Fei Yu-ching (費玉清 (费玉清); born Chang Yen-ting) is a Taiwanese singer and television host.

==Early life==
Fei Yu-ching was born Chang Yen-ting (張彥亭) in Taipei, Taiwan, to waishengren parents, being the youngest of three children. His eldest sister Chang Yen-chiung (張彥瓊 (张彦琼)) was a singer professionally known as Jenny Fei (費貞綾 (费贞绫)) before becoming a Buddhist nun in 1991 with the dharma name Heng Shu (恆述法師 (恒述法师)). His elder brother Chang Fei (張菲 (张菲)) is also a singer and a television personality.

==Career==
Fei's career began in 1973, and he began to build a large fan base along with his brother. He performed several theme songs for television shows, some of which were more successful than the shows themselves. He has sung numerous hits such as "Yi Jian Mei" (A Trim of Plum Blossoms), "Ode to the Republic of China", and Good Night Song, composed by Taiwanese songwriter Liu Chia-chang. This song was chosen by China Television to end each day's broadcast in 1979. It is dubbed as "打烊歌" (Closing Shop Song) which is played when shops and department stores are about to close for the day. In 1996 at the 7th Golden Melody Awards, his album Good Night Song (晚安曲) won Best Mandarin Album and he was nominated for Best Mandarin Male Singer.

From 1993 to 1998, Fei hosted the Taiwan Television prime time variety show The Fantastic Brothers (龍兄虎弟) with his brother Chang Fei. He was well known for his witty humor, improvised singing and celebrity impersonations in the show, for which he was nicknamed the "myna bird" (九官鳥). He went on to host several other television music programs, including "Flying to the Rainbow" (飛上彩虹), "Fei yue xing qi tian" (飛越星期天), "Jin xiao hua yue ye" (今宵花月夜) and "fei yu qing shi jian" (費玉清時間), as well as award-winning "Golden Voice, Golden Award" (金嗓金賞) and "Fei Yu-ching's Music" (費玉清的清音樂).

In 2006, he was featured in a duet, "Faraway" (千里之外), with Jay Chou released in his seventh album Still Fantasy. In February 2008, he performed it during CCTV-4's Chinese New Year special, singing a solo version of "Faraway", which was also performed by Chou later in the program.

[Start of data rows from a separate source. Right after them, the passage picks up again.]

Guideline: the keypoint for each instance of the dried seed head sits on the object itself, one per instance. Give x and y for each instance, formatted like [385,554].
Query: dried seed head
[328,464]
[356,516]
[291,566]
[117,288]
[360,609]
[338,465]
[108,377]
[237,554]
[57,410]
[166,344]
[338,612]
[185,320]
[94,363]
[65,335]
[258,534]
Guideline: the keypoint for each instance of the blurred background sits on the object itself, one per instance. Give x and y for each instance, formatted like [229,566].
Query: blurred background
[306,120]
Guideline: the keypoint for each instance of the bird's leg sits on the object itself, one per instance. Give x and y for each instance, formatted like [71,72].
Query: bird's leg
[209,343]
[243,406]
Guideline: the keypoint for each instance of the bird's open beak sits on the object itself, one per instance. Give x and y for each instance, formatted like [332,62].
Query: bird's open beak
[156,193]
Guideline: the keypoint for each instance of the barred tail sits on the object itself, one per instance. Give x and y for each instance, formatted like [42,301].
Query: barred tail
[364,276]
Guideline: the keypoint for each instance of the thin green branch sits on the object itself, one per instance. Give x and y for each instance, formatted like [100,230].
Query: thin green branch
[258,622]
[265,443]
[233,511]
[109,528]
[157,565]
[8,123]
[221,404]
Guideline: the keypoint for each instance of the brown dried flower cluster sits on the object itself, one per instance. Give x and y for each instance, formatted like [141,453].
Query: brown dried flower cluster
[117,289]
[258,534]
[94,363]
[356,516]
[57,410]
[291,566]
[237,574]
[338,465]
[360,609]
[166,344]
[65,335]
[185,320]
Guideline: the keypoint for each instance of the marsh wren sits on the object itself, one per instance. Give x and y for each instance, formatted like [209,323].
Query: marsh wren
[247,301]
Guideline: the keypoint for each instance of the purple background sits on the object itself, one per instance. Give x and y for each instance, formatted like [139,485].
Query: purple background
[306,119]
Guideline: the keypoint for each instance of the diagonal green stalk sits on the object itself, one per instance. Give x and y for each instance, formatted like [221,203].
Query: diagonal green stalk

Fei announced his retirement from the entertainment industry in September 2018, stating that his farewell concert tour was scheduled for 2019. He held his farewell concert tour in few cities in China, Macau, Malaysia, USA, Canada, Australia, Singapore, Hong Kong and Taiwan. His final concert was held in November in Taiwan.

He also completed filming for his TV show "Our Song" with his apprentices Timmy Xu and Ayanga in January 2020, which was originally slated to before his concert but was delayed due to circumstances beyond his control.

In 2020, the song "Yi Jian Mei" (commonly known by its chorus "Xue hua piao piao" in the West) became a viral internet meme that reached the top spots on the Spotify Viral 50 chart in countries like Norway, Sweden, Finland, and New Zealand.

==Personal life==
In 1981, he was engaged to Chie Yasui, a Japanese actress, but he called off the wedding because the Yasui family expected Fei to enter matrilocal residence, switch to Japanese citizenship and give up his career in Taiwan. He remained single thereafter.